Cole snorted. “Don’t say that too loud. Might ruin my rep.”

I waited.

He sighed, ran a hand through his mess of dirty blonde hair. “Sometimes something happens that makes you reevaluate your whole damn life. I’ve done a lot of damage. I’m trying to build something now. Something that gives back.”

“The ranch?” I had heard whispers, but I didn't believe them.

He nodded. “Wren and I are starting small. A mix of a rehab facility and a safe haven. For those who need a place. For anyone who needs a second shot. No MC ties, not like before. No bullshit. Just people trying to unlearn the damage.”

I nodded. “You ever want help... I know some people.”

Cole’s eyes narrowed. “You’ve changed, too.”

“Yeah,” I said. “Used to think the law was enough. That following the rules would make things right. But now… after everything?”

“Sometimes justice doesn’t come from law enforcement,” Cole said. “Sometimes it comes from the people who survived it.”

I looked at him. Really looked.

“Hey,” I asked. “You got any pigs on that ranch?”

Cole raised an eyebrow. “Thinking of starting a farm?”

“Nah. Just wondering if you’ve got anything... hungry.”

Cole’s smirk sharpened. "You got a specific piece of trash that needs to be taken care of?"

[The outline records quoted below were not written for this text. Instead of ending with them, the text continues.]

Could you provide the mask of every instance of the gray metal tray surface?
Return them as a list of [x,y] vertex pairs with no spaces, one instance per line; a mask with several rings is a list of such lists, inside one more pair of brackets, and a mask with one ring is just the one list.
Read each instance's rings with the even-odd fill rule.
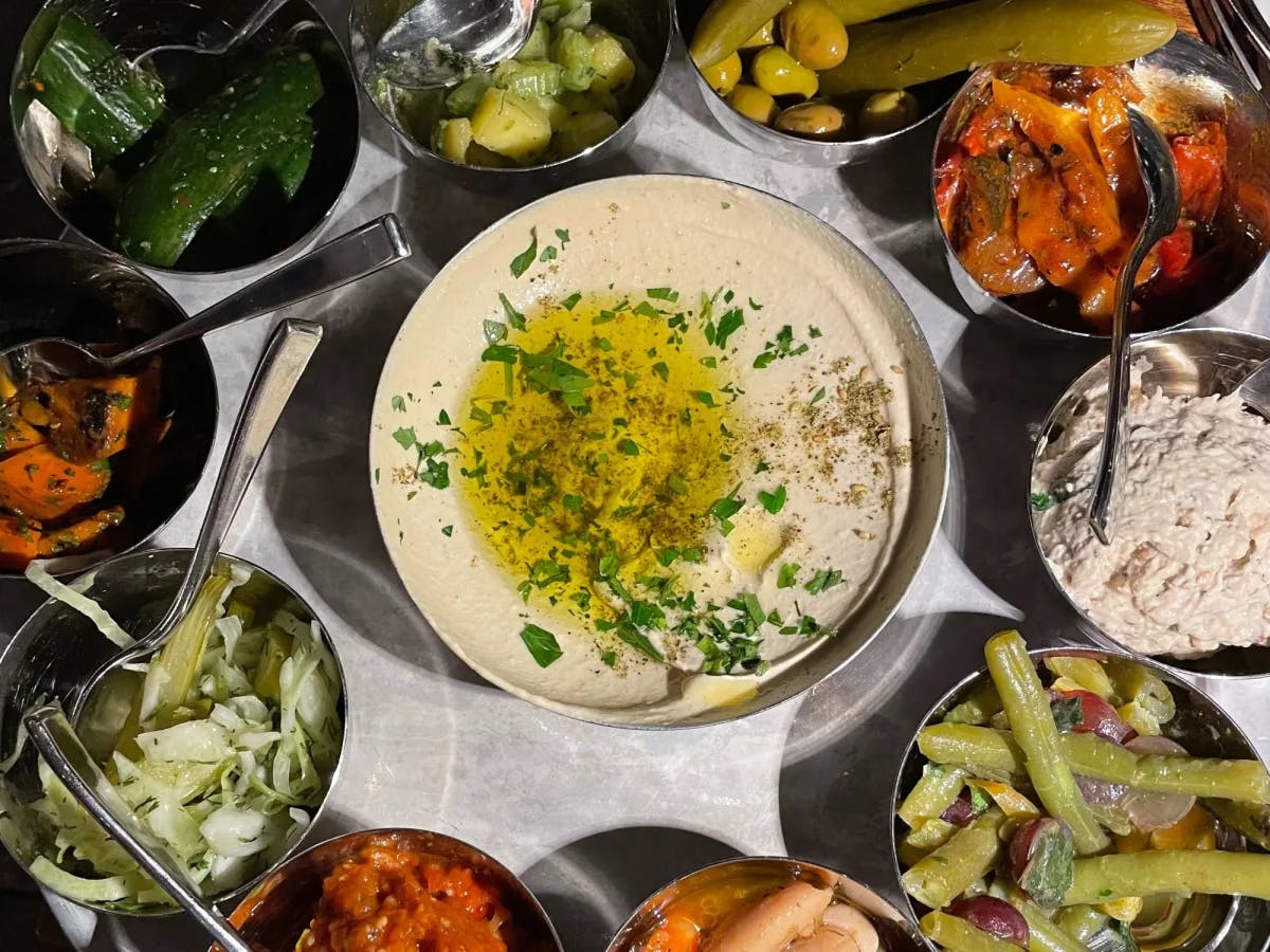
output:
[[[316,3],[333,22],[345,22],[347,0]],[[781,165],[721,132],[690,69],[677,42],[635,146],[585,176],[711,175],[798,203],[881,267],[916,312],[940,366],[952,439],[947,509],[926,566],[879,638],[795,701],[681,731],[601,727],[540,710],[481,682],[450,654],[406,597],[380,538],[367,472],[371,399],[419,291],[525,197],[472,194],[432,176],[370,108],[358,168],[326,235],[395,211],[415,254],[292,310],[321,321],[326,341],[227,545],[312,604],[348,673],[343,776],[306,842],[385,825],[456,835],[521,873],[565,947],[577,952],[603,949],[667,881],[739,854],[787,853],[823,863],[900,902],[889,801],[903,745],[923,713],[982,666],[983,642],[999,628],[1021,627],[1036,647],[1081,644],[1074,616],[1033,550],[1025,500],[1035,430],[1068,383],[1101,355],[1097,345],[1039,339],[969,317],[931,216],[933,131],[931,141],[908,143],[871,165],[841,171]],[[3,168],[17,170],[10,159]],[[29,188],[13,184],[0,194]],[[13,234],[14,221],[4,230]],[[193,312],[245,281],[163,283]],[[1262,268],[1205,320],[1266,333],[1267,297],[1270,269]],[[208,339],[224,401],[213,458],[267,331],[246,325]],[[156,545],[189,545],[211,476]],[[0,583],[0,642],[41,600],[33,586]],[[1270,757],[1270,685],[1196,682]],[[207,946],[184,915],[99,919],[60,900],[52,905],[77,948]],[[1241,947],[1265,943],[1250,935]]]

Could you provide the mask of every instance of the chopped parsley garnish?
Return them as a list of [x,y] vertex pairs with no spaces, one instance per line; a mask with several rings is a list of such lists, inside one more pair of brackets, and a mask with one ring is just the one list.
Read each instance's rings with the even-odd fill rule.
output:
[[803,588],[813,595],[819,595],[822,592],[832,589],[841,581],[842,572],[837,569],[820,569]]
[[555,635],[546,628],[540,628],[537,625],[526,625],[521,628],[521,641],[530,649],[530,654],[538,663],[538,668],[550,668],[564,656],[564,651],[560,650],[560,642],[555,640]]
[[519,278],[538,256],[538,230],[530,228],[530,246],[512,259],[512,277]]
[[785,486],[780,485],[773,493],[758,493],[758,501],[763,504],[763,509],[776,515],[781,509],[785,508]]
[[798,574],[803,570],[803,566],[798,562],[785,562],[781,565],[781,570],[776,574],[776,588],[779,589],[791,589],[798,584]]

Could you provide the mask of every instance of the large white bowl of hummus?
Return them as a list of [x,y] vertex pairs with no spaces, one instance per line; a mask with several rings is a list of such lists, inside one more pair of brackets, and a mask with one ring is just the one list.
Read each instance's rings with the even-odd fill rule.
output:
[[937,529],[926,341],[846,239],[643,175],[504,218],[423,292],[371,421],[376,512],[436,633],[606,724],[777,703],[889,619]]
[[1270,340],[1196,329],[1134,344],[1113,541],[1087,523],[1106,360],[1055,405],[1033,461],[1038,548],[1101,640],[1218,675],[1270,671],[1270,423],[1234,395]]

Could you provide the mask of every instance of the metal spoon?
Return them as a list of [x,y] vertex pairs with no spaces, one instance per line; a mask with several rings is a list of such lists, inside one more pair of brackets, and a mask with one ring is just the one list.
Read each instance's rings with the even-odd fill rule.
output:
[[180,588],[154,628],[108,658],[70,693],[65,703],[72,724],[79,722],[89,697],[110,671],[156,651],[185,617],[216,562],[225,533],[229,532],[291,391],[320,340],[321,327],[300,320],[282,321],[271,335],[255,376],[248,385],[246,396],[243,397],[243,409],[234,423],[234,432],[230,433],[225,461],[212,487],[212,501],[203,517]]
[[144,53],[132,57],[128,65],[132,69],[137,69],[155,53],[170,53],[178,50],[187,53],[204,53],[208,56],[225,56],[226,53],[232,53],[243,43],[259,33],[260,27],[273,19],[273,14],[286,6],[287,3],[290,3],[290,0],[264,0],[264,3],[255,9],[255,13],[243,20],[243,25],[230,34],[229,39],[217,43],[216,46],[201,46],[197,43],[165,43],[164,46],[151,47]]
[[65,338],[41,338],[11,347],[0,352],[0,380],[8,377],[14,386],[20,386],[32,378],[109,376],[169,344],[201,338],[213,330],[334,291],[409,255],[410,244],[405,240],[396,216],[385,215],[284,264],[188,321],[113,357],[94,353]]
[[1115,284],[1115,315],[1111,325],[1111,367],[1107,387],[1106,423],[1102,430],[1102,456],[1093,481],[1090,503],[1090,528],[1104,546],[1111,545],[1110,510],[1116,487],[1116,475],[1124,466],[1129,443],[1125,405],[1129,402],[1129,307],[1133,283],[1156,244],[1177,227],[1181,211],[1181,189],[1177,166],[1168,141],[1137,105],[1129,103],[1129,128],[1138,152],[1138,169],[1147,193],[1147,220],[1137,241],[1120,268]]
[[60,707],[38,707],[23,717],[22,722],[32,746],[88,815],[137,861],[137,866],[151,880],[194,916],[194,922],[221,943],[225,952],[257,952],[229,919],[199,895],[180,867],[171,861],[163,843],[140,828],[132,810],[89,757]]
[[448,86],[514,56],[538,0],[418,0],[375,43],[371,69],[408,89]]

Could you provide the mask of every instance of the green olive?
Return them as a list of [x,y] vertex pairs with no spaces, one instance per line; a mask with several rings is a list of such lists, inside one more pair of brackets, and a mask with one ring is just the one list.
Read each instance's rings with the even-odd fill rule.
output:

"Maybe," I said. "I've got something well past a year over its expiration date."

“You let me know when you need to feed the animals, Chief.”

We shook hands.

And as he walked away, I looked back toward the hospital doors, where Remi Carter had disappeared minutes ago.

That girl wasn’t just holding the line.

She was the goddamn line.

And I knew I would be working in the grey so I could be there with her, not to lead her, not to fix her.

But to stand beside her.

Because if justice wasn’t going to come clean, maybe we’d make our own.